来源: qq413785523 分享至:

 

Problem Description "OK, you are not too bad, em... But you can never pass the next test." feng5166 says.

"I will tell you an odd number N, and then N integers. There will be a special integer among them, you have to tell me which integer is the special one after I tell you all the integers." feng5166 says.

"But what is the characteristic of the special integer?" Ignatius asks.
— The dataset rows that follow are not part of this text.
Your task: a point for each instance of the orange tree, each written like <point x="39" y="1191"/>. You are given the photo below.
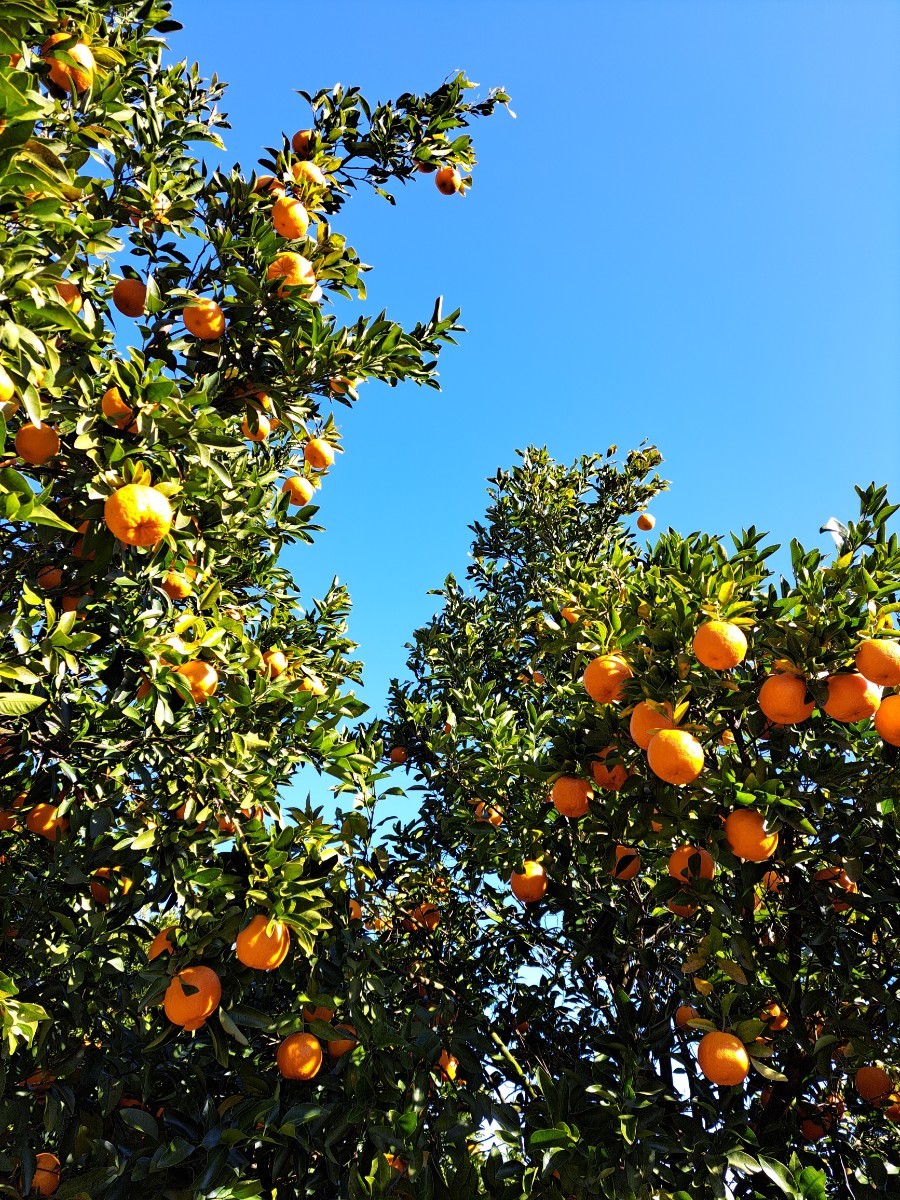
<point x="168" y="366"/>
<point x="663" y="780"/>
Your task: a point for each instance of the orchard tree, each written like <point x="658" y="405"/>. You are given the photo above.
<point x="178" y="951"/>
<point x="663" y="780"/>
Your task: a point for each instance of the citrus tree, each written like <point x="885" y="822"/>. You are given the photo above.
<point x="663" y="780"/>
<point x="178" y="949"/>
"The integer will appear at least (N+1)/2 times. If you can't find the right integer, I will kill the Princess, and you will be my dinner, too. Hahahaha....." feng5166 says.

Can you find the special integer for Ignatius?
 


 

Input The input contains several test cases. Each test case contains two lines. The first line consists of an odd integer N(1<=N<=999999) which indicate the number of the integers feng5166 will tell our hero. The second line contains the N integers. The input is terminated by the end of file.
 


 

Output For each test case, you have to output only one line which contains the special number you have found.
 


 

Sample Input
5
1 3 2 3 3
11
1 1 1 1 1 5 5 5 5 5 5
7
1 1 1 1 1 1 1
 


 

Sample Output
3
5
1

 

题意:

先输入一个数n,接下来一行输入n个数,然后找出相同的数个数大于(n+1)/2的数.

代码:

#include<stdio.h>
#include<stdlib.h>
int comp(const void *a,const void *b)
{
    return *(int *)a-*(int *)b;
}
int a[1000000];//数组定义的很大的时候在全局定义
int main()
{
    int n,i;
    while(scanf("%d",&n)!=EOF)
    {
        for(i=0;i<n;i++)
        {
            scanf("%d",&a[i]);
        }
        qsort(a,n,sizeof(int),comp);
        printf("%d\n",a[(n-1)/2]);//求中位数
    }
    return 0;
}

 

分析:

很水的一道题啊,求比(n+1)/2还多的数,这个数排序完以后肯占所有的数一半还要多,没别的答案啦,就是中位数.

用冒泡排序的时候不知道会不会超时,但是自从学了快排以后,觉得比冒泡简单,速度还快没理由不用.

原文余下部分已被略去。